There appears to be a positive association between the two, suggesting increases in air pollution levels are associated with increases in mortality. But can we do more to gain more insight?

Let’s compute the annual mean of PM10 and sum the annual total number of deaths and make a scatter plot of these annual summary statistics.

We can see from this plot the association appears quite strong (of course, there are only 13 data points). When we fit a linear model to these data, we get the following.

```
# A tibble: 2 x 5
term estimate std.error statistic p.value
<chr> <dbl> <dbl> <dbl> <dbl>
1 (Intercept) 10388. 987. 10.5 0.00000000725
2 pm10 190. 29.4 6.47 0.00000579
```

A one-unit change in annual average PM10 from one year to the next is associated with a change of 190.4 deaths.

We can now take the daily deviation of PM10 from its annual mean and look at what is the association between that deviation and daily mortality.

```
# A tibble: 2 x 5
term estimate std.error statistic p.value
<chr> <dbl> <dbl> <dbl> <dbl>
1 (Intercept) 46.9 0.116 404. 0
2 pm10dev 0.0142 0.00574 2.47 0.0136
```

Here the association is quite a bit smaller, but of course we are only looking at daily changes in PM10 rather than annual changes. We would not expect massive numbers of deaths associated with a one-unit change in PM10 from one day to the next.
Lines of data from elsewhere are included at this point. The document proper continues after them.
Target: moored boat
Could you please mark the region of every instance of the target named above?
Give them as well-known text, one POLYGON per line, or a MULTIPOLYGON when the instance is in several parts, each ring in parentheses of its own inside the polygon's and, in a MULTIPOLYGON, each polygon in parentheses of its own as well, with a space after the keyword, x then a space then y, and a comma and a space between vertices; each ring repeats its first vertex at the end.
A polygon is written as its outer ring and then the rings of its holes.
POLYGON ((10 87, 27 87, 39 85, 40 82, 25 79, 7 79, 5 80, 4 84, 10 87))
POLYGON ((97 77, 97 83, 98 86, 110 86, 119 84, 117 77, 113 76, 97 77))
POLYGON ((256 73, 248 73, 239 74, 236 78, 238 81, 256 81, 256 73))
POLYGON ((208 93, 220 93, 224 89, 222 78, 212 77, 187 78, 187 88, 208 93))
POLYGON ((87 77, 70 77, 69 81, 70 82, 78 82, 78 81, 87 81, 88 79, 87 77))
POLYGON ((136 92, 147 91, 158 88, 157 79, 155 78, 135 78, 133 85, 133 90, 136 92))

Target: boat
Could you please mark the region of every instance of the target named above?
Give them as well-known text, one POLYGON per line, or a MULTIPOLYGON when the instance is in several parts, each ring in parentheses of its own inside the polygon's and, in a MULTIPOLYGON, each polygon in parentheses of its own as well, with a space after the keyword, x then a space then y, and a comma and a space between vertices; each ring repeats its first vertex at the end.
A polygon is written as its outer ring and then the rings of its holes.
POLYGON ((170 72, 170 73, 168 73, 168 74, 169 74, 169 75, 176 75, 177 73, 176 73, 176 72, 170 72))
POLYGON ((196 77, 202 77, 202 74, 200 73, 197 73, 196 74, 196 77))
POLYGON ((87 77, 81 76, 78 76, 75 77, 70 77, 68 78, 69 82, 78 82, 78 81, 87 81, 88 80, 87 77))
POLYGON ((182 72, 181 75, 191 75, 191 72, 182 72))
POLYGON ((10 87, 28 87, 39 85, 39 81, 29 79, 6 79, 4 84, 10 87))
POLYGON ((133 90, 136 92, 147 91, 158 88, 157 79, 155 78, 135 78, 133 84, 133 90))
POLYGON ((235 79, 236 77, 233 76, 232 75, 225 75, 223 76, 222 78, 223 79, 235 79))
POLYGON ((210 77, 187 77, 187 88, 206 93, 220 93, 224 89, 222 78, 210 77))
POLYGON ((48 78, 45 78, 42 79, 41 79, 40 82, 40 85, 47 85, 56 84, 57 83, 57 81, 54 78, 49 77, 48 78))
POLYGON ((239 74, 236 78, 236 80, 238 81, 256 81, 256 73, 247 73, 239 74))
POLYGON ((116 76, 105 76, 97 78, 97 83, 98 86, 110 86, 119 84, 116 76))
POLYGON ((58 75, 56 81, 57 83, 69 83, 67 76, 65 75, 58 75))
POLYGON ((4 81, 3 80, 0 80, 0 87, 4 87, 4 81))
One might be tempted to wonder: Which estimate is correct? Is it the association between *daily* average PM10 and mortality, or the association between *yearly* average PM10 and mortality? The answer is that both are “correct”, but each answers a different question. The daily average looks at short-term changes and could prehaps be interpreted as representing “acute” effects of pollution, while the yearly average might represet “chronic” effects of air pollution levels.

Another issue to consider when looking at associations at different time scales is what are the confounders that exist on this time scale? When looking at year to year changes in PM10, there are potentially many confounders that also vary across years that are associated with both PM10 and mortality. When looking at daily changes in PM10, the same confounders that vary smoothly from year to year are likely not going to be of concern. But then there might be other confounders that vary from day to day that will need to be considered.